Amapá celebra 2026 com festa histórica e reforça avanços no desenvolvimento do estado
Com o anfiteatro da Fortaleza de São José de Macapá tomado por milhares de pessoas, o Amapá recebeu 2026 em clima de celebração, confiança e progresso. O “Maior Réveillon da Amazônia” marcou a virada do ano com shows, queima de fogos sem estampido e muita emoção — encerrando um ciclo de conquistas históricas para o estado.
“Graças a Deus, temos muito a comemorar. O Centro de Radioterapia, novos hospitais e recorde na geração de empregos mostram o quanto avançamos em 2025. E 2026 será ainda melhor: com mais inclusão, respeito e amor”, afirmou o governador Clécio Luís.
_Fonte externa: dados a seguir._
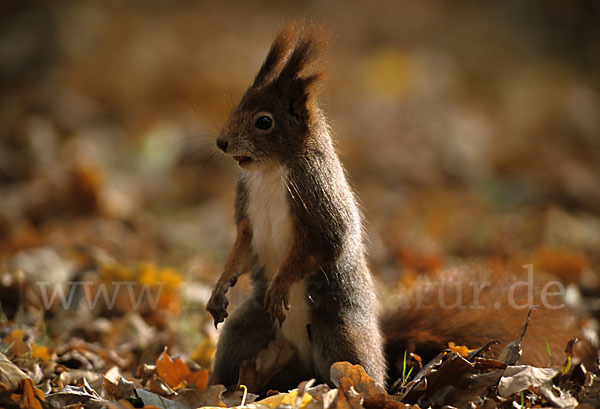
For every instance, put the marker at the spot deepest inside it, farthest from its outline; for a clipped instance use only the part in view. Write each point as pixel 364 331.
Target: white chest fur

Festa e economia caminham juntas
A programação, que durou cinco noites, reuniu mais de 50 atrações locais e nacionais, incluindo nomes como Nattan, Natanzinho Lima, Grupo Revelação, Anitta e Chitãozinho & Xororó. Tudo isso em um ambiente seguro e aberto ao público — com foco em famílias, cultura e renda para pequenos empreendedores.
“Transformamos o Réveillon em política pública de turismo. Isso gera emprego, movimenta a economia e projeta o Amapá para o Brasil e o mundo”, destacou o governador.
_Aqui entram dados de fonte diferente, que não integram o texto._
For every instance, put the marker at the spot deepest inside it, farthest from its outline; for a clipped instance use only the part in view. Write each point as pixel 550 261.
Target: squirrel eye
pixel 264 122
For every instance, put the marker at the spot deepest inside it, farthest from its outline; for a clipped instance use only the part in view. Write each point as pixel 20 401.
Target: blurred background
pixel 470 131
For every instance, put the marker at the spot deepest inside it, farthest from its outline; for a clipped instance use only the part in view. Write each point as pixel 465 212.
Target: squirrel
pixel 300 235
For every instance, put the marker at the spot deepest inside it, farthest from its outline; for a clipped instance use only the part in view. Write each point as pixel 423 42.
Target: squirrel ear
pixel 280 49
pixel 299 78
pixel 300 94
Mais de 250 empreendedores participaram da estrutura montada no entorno da Fortaleza, com apoio do Governo do Estado e parceiros.
Amapá virou. E você faz parte disso
Com o tema “O Amapá virou. E você faz parte disso”, o evento se consolidou como símbolo da transformação positiva do estado. Segundo a última pesquisa pós-Expofeira, 70% da população aprova a gestão estadual — reflexo direto dos investimentos em saúde, infraestrutura, empreendedorismo e inclusão.
A realização do evento contou com o apoio do Instituto Cena Livre, articulação do senador Davi Alcolumbre e patrocínio de empresas como Betano, O Boticário, Caixa e Elo.
Vitrine para o futuro
Com a visibilidade internacional gerada pela COP30, o Amapá quer transformar o Réveillon em uma vitrine global: sustentável, moderna e atrativa para investidores.
A virada do ano não foi apenas uma festa — foi a celebração de um novo tempo. Um tempo em que o Amapá avança, com a população no centro de tudo.